NATIONS UNIES

CAT

Convention contre

la torture et autres peines

ou traitements cruels,

inhumains ou dégradants

Distr.

GÉNÉRALE

CAT/C/CR/30/7

27 mai 2003

FRANÇAIS

Original: ANGLAIS

COMITÉ CONTRE LA TORTURETrentième session28 avril‑16 mai 2003

EXAMEN DES RAPPORTS SOUMIS PAR LES ÉTATS PARTIES EN APPLICATION DE L’ARTICLE 19 DE LA CONVENTION

Conclusions et recommandations du Comité contre la torture

République de Moldova

1.Le Comité contre la torture a examiné le rapport initial de la République de Moldova (CAT/C/32/Add.4) à ses 563e et 565e séances (CAT/C/SR.563 et 565), tenues les 8 et 9 mai 2003, et a adopté les conclusions et recommandations ci-après.

A. Introduction

2.Le Comité accueille avec satisfaction le rapport initial de la République de Moldova mais déplore qu’il ait été présenté avec un retard de près de cinq ans et qu’il contienne peu de renseignements sur l’exercice effectif dans l’État partie des droits garantis par la Convention.

3.Bien qu’il tienne compte du fait que la délégation de l’État partie n’a pu arriver à temps pour l’examen du rapport pour raison de force majeure, le Comité note avec déception que la plupart de ses questions sont restées sans réponse et rappelle à l’État partie qu’il lui a demandé de fournir des renseignements complémentaires par écrit.

B. Aspects positifs

4.Le Comité prend note des aspects positifs ci‑après:

Les indications fournies par la délégation de l’État partie selon lesquelles le nouveau Code pénal fournira un cadre juridique en vue d’un traitement des détenus plus humain;

Le fait que l’État partie ait décidé de rendre publics les rapports et réponses relatifs aux visites du Comité européen pour la prévention de la torture et des peines ou traitements inhumains ou dégradants (CPT).

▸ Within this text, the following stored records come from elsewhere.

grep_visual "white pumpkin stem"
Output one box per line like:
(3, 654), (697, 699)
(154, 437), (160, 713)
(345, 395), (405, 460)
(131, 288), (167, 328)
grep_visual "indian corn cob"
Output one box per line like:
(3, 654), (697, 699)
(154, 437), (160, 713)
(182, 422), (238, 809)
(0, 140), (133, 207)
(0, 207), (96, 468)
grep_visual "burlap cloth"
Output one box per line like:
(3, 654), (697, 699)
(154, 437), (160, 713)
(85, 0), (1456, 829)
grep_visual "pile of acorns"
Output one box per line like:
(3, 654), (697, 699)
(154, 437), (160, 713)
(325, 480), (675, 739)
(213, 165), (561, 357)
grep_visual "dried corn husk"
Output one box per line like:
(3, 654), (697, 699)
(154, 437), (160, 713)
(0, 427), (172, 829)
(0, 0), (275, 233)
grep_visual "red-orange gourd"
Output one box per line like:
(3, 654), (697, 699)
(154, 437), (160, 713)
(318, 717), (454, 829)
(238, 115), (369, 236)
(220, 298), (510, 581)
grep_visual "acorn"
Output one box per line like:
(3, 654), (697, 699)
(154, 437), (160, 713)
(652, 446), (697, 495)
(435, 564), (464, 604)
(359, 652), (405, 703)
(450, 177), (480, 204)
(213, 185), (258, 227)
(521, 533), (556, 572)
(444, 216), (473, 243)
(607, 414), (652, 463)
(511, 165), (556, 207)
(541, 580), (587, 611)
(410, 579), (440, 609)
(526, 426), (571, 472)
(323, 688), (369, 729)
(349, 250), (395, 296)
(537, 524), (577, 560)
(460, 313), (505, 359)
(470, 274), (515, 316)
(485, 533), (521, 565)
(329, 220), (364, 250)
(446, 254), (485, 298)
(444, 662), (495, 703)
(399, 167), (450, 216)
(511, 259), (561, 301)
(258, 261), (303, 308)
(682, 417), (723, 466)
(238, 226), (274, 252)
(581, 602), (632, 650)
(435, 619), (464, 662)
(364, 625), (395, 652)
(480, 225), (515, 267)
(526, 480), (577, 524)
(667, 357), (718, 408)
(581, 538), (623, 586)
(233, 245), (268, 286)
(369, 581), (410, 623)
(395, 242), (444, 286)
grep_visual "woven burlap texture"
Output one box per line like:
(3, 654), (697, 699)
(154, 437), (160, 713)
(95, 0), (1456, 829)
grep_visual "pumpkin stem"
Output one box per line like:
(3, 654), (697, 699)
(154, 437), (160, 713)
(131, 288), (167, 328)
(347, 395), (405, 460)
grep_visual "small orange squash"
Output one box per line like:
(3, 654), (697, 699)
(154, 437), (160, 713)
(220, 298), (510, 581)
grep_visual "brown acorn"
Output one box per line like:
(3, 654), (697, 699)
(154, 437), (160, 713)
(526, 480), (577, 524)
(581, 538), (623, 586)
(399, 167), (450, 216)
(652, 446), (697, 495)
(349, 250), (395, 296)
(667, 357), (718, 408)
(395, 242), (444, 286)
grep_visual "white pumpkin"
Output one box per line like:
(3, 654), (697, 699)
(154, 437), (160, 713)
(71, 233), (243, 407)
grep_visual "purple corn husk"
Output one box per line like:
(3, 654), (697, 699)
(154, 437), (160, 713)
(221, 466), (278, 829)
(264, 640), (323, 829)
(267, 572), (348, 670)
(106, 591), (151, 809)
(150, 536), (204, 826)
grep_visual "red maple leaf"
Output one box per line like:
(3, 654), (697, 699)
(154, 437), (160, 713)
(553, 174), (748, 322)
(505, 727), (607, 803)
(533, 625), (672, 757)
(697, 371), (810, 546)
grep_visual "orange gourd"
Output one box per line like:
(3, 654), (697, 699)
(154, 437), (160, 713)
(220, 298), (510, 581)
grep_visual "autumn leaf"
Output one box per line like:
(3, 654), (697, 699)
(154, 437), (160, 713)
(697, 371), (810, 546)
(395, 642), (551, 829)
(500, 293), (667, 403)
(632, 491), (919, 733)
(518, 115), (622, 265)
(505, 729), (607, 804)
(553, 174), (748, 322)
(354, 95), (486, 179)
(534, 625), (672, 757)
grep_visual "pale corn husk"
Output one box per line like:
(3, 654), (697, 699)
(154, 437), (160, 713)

En outre, l’État partie a créé un comité de coordination permanent spécialisé pour les questions examinées par le CPT;

Les efforts accomplis par les autorités moldoves en vue d’améliorer les conditions de détention, notamment en retirant 89 % des rideaux de fer qui recouvraient les fenêtres des cellules dans les centres de détention provisoire; l’intensification des efforts en vue d’améliorer le traitement des personnes atteintes de tuberculose; et l’augmentation des possibilités de travail pour les détenus;

L’acceptation de l’article 20 de la Convention.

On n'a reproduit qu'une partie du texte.